Morrison's talk was the last of three lectures about her research on Africanism, the metaphorical presence of race in American culture.
Morrison's final lecture dealt with themes of "Blackness" in Ernest Hemingway's novels To Have and Have Not and The Garden of Eden.
The Princeton humanities professor said that Africanism appears in traditional American literature when white writers create Black characters or use metaphors of "Blackness"--even subconsciously--in order to help define their views of America.
Africanism is not only represented through Black characters, but also by the "crafty" use of language that directs ideas against the "surface meaning" of the text, Morrison said.
"My interest in the work is not how white writers treat Black characters," Morrison said, explaining that she is studying how the depiction of Black characters creates a "mirror of society as it is."
In To Have and Have Not, Wesley, a Black deckhand, is used solely as a foil to highlight the white protagonist's heroic qualities, she said.
Morrison said that Hemingway was not self-conscious about his portrayal of Black characters because he was "innocent of the 20th century political agenda and free of postmodern sensitivity."
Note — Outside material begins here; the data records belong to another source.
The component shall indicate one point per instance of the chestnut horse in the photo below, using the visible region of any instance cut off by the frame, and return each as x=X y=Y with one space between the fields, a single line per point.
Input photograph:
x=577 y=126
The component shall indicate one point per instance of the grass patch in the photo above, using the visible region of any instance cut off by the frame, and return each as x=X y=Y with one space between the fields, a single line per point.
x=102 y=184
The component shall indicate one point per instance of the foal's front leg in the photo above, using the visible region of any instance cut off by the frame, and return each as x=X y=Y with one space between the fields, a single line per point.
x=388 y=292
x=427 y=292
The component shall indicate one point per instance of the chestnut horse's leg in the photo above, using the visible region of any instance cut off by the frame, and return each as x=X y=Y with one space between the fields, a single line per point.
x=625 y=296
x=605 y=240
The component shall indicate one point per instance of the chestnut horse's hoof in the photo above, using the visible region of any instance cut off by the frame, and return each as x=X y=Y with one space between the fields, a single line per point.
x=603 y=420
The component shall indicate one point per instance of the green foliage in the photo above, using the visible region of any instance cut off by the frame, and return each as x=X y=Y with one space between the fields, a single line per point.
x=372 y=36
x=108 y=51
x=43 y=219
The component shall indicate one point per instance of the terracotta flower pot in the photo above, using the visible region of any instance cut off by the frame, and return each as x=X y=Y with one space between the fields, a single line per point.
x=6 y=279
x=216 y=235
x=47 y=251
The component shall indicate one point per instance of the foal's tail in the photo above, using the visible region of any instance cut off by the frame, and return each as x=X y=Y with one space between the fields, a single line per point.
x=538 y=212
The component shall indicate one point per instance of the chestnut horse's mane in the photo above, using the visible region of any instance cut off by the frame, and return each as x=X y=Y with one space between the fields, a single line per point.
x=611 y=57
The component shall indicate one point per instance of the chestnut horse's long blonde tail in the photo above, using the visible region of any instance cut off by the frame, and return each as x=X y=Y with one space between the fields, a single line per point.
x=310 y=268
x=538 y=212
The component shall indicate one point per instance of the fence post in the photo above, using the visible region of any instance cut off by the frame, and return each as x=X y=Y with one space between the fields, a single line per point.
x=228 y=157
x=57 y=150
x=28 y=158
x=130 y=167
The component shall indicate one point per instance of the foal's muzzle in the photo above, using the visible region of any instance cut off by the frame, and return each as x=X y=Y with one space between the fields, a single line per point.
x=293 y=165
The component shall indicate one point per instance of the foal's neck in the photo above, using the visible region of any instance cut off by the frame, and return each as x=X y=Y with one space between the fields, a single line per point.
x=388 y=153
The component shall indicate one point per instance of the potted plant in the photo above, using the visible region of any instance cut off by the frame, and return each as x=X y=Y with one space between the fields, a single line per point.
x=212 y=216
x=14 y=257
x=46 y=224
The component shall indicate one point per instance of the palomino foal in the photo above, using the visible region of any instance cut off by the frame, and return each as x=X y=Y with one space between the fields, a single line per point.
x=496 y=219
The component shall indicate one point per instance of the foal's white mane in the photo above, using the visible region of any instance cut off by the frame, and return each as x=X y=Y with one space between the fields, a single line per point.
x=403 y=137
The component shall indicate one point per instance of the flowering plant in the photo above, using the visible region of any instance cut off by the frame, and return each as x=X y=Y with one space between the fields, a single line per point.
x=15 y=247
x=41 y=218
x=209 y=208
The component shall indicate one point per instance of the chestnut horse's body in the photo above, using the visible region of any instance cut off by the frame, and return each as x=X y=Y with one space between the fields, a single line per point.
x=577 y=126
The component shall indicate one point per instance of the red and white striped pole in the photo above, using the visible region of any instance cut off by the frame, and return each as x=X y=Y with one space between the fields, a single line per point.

Although isolated "nuggets" of study on Africanism do exist, they have "not been put together in a systematic form," Morrison said.
She added that she was unsure if American society was ready to accept this type of investigation, but told other Afro-American scholars in the crowd that they "should not rely on others" to do this type of research.
"This work is part and parcel of what Afro-American study should be about," Morrison said.